Sustainability-linked bonds in ‘rapid growth’ in 2021

Sustainability-linked bonds in ‘rapid growth’ as more firms tap ESG debt market:

As companies across a wide range of sectors seek access to the environmental, social, and managerial debt markets, analysts expect the issuance of an emerging type of mortgage to accelerate, linking coupon to debt sustainability.

For TotalEnergies SE, the so-called sustainable tire has become the new standard. The French oil and gas company, formerly known as Total, announced in February that all of its new bond issues would be linked to key climate performance indicators or KPIs.

This means that the coupon that TotalEnergies pays investors depends on their performance against measurable targets, such as emissions 1 and 2, that is, all direct and indirect emissions under the company’s control. As CEO Patrick Pouyanné said at an earnings conference: If we don’t reach our goal, we will be punished with an increase in debt, and [mortgage holders] will be rewarded.

Unlike traditional green and social impacts, a sustainability bond has no restrictions on resource use. This flexibility allows a wider universe of issuers to obtain sustainable financing, such as those that may not have sufficient capital or green capital expenditures to spend a sustainable asset, or that do not have the ability to monitor or report. necessary for such tools, said Lori Shapiro, co-founder of S&P Global Ratings’ sustainable finance team.

Sustainable bond issuers are committed to improving their performance against adjusted ESG targets and directly linking this commitment to the coupon paid to investors.

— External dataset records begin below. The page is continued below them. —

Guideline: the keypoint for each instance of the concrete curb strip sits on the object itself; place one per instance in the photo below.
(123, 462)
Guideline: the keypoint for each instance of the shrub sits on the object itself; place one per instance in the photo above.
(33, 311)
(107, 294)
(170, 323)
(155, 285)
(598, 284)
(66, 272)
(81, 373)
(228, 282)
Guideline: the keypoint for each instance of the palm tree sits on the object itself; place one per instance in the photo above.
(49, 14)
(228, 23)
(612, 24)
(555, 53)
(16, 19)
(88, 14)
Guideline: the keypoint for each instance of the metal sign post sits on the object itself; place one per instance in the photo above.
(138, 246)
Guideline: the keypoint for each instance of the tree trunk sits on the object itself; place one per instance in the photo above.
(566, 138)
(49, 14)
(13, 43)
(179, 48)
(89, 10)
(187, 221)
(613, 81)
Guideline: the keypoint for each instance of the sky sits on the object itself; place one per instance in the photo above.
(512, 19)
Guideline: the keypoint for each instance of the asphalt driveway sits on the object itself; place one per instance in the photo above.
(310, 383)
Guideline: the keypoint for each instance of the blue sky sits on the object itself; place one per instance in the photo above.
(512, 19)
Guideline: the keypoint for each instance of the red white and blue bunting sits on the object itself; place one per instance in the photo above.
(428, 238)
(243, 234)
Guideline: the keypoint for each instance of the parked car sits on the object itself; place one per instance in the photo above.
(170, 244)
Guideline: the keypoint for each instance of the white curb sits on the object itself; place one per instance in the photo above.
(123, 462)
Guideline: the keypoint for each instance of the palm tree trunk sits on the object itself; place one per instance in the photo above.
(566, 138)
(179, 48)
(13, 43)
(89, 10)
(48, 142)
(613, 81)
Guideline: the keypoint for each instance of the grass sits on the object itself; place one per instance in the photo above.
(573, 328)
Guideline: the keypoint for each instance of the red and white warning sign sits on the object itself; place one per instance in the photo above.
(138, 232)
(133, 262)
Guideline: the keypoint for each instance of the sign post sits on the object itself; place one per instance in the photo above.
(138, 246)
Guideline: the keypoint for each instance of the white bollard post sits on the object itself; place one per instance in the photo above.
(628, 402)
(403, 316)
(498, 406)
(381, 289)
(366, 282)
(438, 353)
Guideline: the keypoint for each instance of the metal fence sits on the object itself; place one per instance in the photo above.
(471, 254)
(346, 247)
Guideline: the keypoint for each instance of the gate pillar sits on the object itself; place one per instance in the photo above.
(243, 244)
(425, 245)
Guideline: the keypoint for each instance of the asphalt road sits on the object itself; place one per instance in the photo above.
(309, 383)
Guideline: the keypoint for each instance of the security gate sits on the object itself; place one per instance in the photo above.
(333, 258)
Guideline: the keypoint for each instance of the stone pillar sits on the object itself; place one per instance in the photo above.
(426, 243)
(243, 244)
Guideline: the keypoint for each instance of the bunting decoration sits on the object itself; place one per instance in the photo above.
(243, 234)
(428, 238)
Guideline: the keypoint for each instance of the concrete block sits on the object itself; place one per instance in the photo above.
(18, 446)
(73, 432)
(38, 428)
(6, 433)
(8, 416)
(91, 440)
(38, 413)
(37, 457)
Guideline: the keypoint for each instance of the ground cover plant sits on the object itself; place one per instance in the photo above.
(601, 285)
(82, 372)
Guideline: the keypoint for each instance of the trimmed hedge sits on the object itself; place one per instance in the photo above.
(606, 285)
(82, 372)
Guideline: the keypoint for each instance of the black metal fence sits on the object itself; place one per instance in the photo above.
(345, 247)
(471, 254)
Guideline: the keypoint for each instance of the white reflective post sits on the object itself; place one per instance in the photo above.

In September 2019, Italian energy group Enel SpA issued a single five-year bond worth $1.5 billion with an annual coupon of 2.65% if the company hits the 55% target. Renewable energy capacity will be installed in 2021. The coupon is increased by 25 basis points until the bond matures.

CPI Green Taxonomy

As investors become more and more familiar with sustainability-related bonds, there is still skepticism, particularly in relation to the so-called coupon increase, which fines the issuer if it fails to meet its target.

The accumulation coupon is still something that is not widely accepted by investors because if the company doesn’t achieve its goals, you have a monetary advantage as an investor. And they say you’re not a responsible investor that way, said Dax.

According to S&P Global Ratings, innovation in pricing structures can help overcome these barriers, as bondholders want to avoid potential reputational damage through the benefit of pricing adjustments when approving ESG projects.

Investors also expressed concern about discrepancies in labeling, the possibility of greenwashing, and a lack of ambition in issuing bond issuance targets. US asset manager Nuveen warned in a recent memo that the credibility and reliability of these trades are highly volatile, citing several recent actions where KPIs have been reproduced to achieve this with relative ease and called for targets and frameworks reports were more scientific. an aspirant.

While the principles for sustainability reporting published by the International Capital Market Association in June 2020 help promote market discipline, the introduction of new reporting frameworks such as the EU Green Taxonomy will further accelerate the standardization of tools, he said. he.

The taxonomy, which will come into effect in 2022, defines the criteria for qualifying a project or financial product as green. The European Commission published the first version of this regulation in April, which covers sectors such as energy, forestry, manufacturing, transport, and construction.

Using the taxonomy as a benchmark for KPIs in a sustainability bond, a real estate company or mortgage lender can drive the proportion of buildings that fit the taxonomy in their portfolio, while a utility company can. and a bank for its green assets index said, Dax.